The blue-throated hillstar hummingbird (Oreotrochilus cyanolaemus) is a newly discovered species of hummingbird located in the Ecuadorian Andes. These unique birds have several fascinating adaptations to survive at altitudes higher than 3,500 meters, where the air is thinner, temperatures are lower, and the environment is oxygen-poor.
To conserve energy, these birds don’t hover often, instead opting to hop between chuquiraga plants, using their large feet to latch on to branches while drinking pollen and eating the insects they can find. To account for the thin air during the rare occasion that Oreotrochilus cyanolaemus take flight, they have lengthened tails and wings to provide extra lift.
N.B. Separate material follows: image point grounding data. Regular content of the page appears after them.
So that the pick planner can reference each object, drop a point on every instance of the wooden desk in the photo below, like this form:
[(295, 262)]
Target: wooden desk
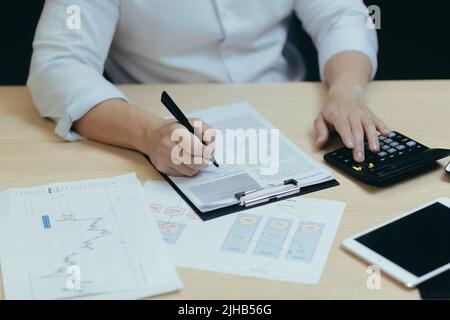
[(30, 154)]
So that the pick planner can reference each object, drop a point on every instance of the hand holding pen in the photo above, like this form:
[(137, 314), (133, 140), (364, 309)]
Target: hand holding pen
[(181, 146)]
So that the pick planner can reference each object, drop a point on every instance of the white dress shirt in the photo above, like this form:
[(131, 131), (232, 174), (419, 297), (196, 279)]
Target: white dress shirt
[(184, 41)]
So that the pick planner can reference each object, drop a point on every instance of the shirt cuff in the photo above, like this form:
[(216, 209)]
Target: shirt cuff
[(83, 106), (348, 39)]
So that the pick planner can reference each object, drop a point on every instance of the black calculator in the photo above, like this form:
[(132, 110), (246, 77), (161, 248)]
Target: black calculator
[(399, 157)]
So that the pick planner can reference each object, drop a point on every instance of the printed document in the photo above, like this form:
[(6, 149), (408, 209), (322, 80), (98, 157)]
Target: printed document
[(263, 157)]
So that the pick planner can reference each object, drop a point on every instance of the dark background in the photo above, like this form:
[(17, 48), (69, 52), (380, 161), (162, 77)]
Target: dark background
[(414, 42)]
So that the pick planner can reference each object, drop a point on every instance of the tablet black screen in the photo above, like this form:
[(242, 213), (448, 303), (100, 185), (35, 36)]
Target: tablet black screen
[(419, 242)]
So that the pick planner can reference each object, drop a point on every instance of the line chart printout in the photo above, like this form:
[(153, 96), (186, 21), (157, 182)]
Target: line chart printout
[(286, 241), (82, 240)]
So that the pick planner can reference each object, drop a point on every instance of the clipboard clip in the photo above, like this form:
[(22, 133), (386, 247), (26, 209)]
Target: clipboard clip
[(287, 188)]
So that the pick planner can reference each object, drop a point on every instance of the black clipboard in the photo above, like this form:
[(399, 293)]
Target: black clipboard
[(209, 215)]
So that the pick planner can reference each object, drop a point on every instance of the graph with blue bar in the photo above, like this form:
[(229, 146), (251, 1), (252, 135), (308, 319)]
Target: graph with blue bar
[(46, 222)]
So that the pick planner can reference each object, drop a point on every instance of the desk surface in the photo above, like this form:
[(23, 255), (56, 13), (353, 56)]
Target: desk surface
[(32, 155)]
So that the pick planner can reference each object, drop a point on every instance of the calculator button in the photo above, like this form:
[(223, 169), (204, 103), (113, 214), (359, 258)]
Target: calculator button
[(394, 144), (392, 134)]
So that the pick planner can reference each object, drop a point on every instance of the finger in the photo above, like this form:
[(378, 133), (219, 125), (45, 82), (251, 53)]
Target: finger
[(371, 135), (203, 130), (343, 128), (198, 163), (184, 170), (382, 127), (322, 132), (188, 142), (358, 137), (193, 161)]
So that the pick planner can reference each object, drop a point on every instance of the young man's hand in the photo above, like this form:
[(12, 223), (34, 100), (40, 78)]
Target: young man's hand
[(177, 152), (347, 113)]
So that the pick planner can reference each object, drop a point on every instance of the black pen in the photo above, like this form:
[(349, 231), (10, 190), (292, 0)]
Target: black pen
[(179, 115)]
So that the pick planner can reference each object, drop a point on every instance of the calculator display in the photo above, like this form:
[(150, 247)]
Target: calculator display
[(419, 242)]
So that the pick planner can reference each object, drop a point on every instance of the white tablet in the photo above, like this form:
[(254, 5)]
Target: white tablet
[(411, 248)]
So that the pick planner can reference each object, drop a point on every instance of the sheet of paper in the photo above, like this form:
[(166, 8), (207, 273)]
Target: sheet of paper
[(215, 187), (287, 241), (82, 240)]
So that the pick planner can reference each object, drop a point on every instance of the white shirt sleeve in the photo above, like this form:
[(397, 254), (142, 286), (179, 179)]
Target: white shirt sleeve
[(65, 77), (336, 26)]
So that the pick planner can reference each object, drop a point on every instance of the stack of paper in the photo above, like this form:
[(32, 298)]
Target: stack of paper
[(82, 240), (287, 241)]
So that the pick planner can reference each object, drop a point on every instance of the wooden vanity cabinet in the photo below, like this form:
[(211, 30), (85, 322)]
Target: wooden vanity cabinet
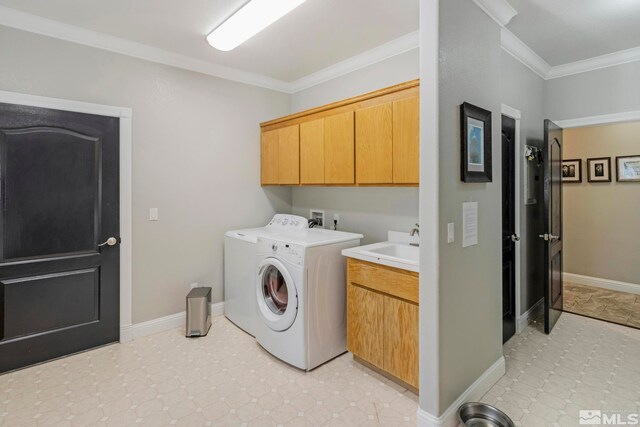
[(383, 319)]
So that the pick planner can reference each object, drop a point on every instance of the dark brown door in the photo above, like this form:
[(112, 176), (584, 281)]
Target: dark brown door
[(59, 290), (553, 224), (509, 237)]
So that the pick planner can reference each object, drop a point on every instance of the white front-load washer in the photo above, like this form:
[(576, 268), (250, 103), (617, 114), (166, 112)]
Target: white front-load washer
[(301, 295), (240, 266)]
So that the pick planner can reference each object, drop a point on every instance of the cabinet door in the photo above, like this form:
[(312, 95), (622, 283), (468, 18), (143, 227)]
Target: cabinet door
[(269, 158), (364, 324), (312, 152), (401, 340), (406, 141), (339, 149), (374, 145), (289, 155)]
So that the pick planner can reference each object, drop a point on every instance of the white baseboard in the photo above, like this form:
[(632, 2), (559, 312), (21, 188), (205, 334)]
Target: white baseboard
[(597, 282), (529, 315), (472, 394), (139, 330)]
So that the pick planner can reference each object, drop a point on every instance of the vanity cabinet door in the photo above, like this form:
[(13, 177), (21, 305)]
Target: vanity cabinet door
[(289, 155), (312, 152), (269, 158), (374, 144), (339, 153), (365, 331), (401, 340), (406, 141)]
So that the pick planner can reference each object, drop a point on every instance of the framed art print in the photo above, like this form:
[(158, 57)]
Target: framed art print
[(628, 168), (599, 169), (475, 129), (572, 170)]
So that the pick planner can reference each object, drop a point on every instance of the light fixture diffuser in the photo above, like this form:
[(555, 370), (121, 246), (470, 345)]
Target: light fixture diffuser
[(253, 17)]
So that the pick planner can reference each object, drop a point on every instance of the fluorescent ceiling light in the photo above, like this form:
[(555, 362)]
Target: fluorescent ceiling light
[(253, 17)]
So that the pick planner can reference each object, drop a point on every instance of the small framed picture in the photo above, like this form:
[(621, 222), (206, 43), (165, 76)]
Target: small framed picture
[(628, 168), (572, 170), (475, 127), (599, 169)]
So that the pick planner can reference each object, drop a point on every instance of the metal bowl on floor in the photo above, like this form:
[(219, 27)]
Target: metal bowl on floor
[(476, 414)]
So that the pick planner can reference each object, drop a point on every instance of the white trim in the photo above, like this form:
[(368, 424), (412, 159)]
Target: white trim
[(385, 51), (473, 393), (429, 209), (614, 285), (595, 63), (529, 315), (47, 27), (162, 324), (627, 116), (523, 53), (517, 116), (125, 115), (499, 10)]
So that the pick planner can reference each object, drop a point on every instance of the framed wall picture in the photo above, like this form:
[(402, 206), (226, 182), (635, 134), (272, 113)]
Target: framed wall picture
[(628, 168), (599, 169), (475, 127), (572, 170)]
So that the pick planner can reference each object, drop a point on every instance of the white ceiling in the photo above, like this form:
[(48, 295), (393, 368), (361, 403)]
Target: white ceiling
[(314, 36), (563, 31)]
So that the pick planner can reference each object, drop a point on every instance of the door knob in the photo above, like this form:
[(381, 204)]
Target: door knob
[(111, 241)]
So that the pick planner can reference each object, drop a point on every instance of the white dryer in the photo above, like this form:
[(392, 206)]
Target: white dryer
[(240, 266), (301, 295)]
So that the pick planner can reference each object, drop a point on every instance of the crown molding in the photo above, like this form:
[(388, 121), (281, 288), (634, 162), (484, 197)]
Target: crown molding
[(604, 119), (523, 53), (499, 10), (596, 63), (385, 51), (47, 27)]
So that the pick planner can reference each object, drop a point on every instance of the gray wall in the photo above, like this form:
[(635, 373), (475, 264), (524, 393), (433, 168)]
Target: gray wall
[(370, 211), (470, 300), (601, 220), (195, 156), (605, 91), (523, 90)]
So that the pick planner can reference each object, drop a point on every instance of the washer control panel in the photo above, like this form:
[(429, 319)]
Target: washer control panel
[(285, 251)]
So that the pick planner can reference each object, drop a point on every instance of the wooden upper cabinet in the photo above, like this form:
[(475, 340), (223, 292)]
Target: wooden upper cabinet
[(374, 144), (312, 162), (371, 139), (289, 155), (406, 141), (269, 157), (339, 156)]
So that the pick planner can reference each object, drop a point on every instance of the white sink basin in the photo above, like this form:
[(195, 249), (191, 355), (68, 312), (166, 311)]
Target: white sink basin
[(399, 251), (392, 254)]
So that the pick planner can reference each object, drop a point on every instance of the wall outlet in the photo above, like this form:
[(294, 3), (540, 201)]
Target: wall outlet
[(318, 216)]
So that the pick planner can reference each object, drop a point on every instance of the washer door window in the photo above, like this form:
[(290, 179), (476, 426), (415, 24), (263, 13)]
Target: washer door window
[(277, 296)]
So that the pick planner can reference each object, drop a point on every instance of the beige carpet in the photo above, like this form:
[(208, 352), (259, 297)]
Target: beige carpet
[(612, 306)]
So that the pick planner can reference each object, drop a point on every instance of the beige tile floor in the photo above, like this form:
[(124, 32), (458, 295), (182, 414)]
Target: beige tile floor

During the especially cold nights in their habitat, the blue-throated hillstar will enter a state of hibernation called torpor, slowing their metabolism and allowing their heart rate to drop.
According to evolutionary biologist Elisa Bonaccorso of the Universidad San Francisco de Quito in Ecuador and her team, the blue-throated hillstar hummingbird is in grave danger; she estimates that there are only 750 individuals left in the wild. They are spread out in groups over a 100 square kilometer area that is rapidly shrinking due to the expansion of cattle grazing and god and copper mining in this area by local communities.
At this rate, the future is not bright for this brand new species of hummingbird. There have been no efforts at conservation thus far, but a conservation action plan is currently being designed by the town of Sabadel as part of a nature tourism initiative.
Currently, our blue-throated, Ecuadorian friends are classified as critically endangered. I hope to keep you, the reader, updated on future conservation efforts to help save these unique birds.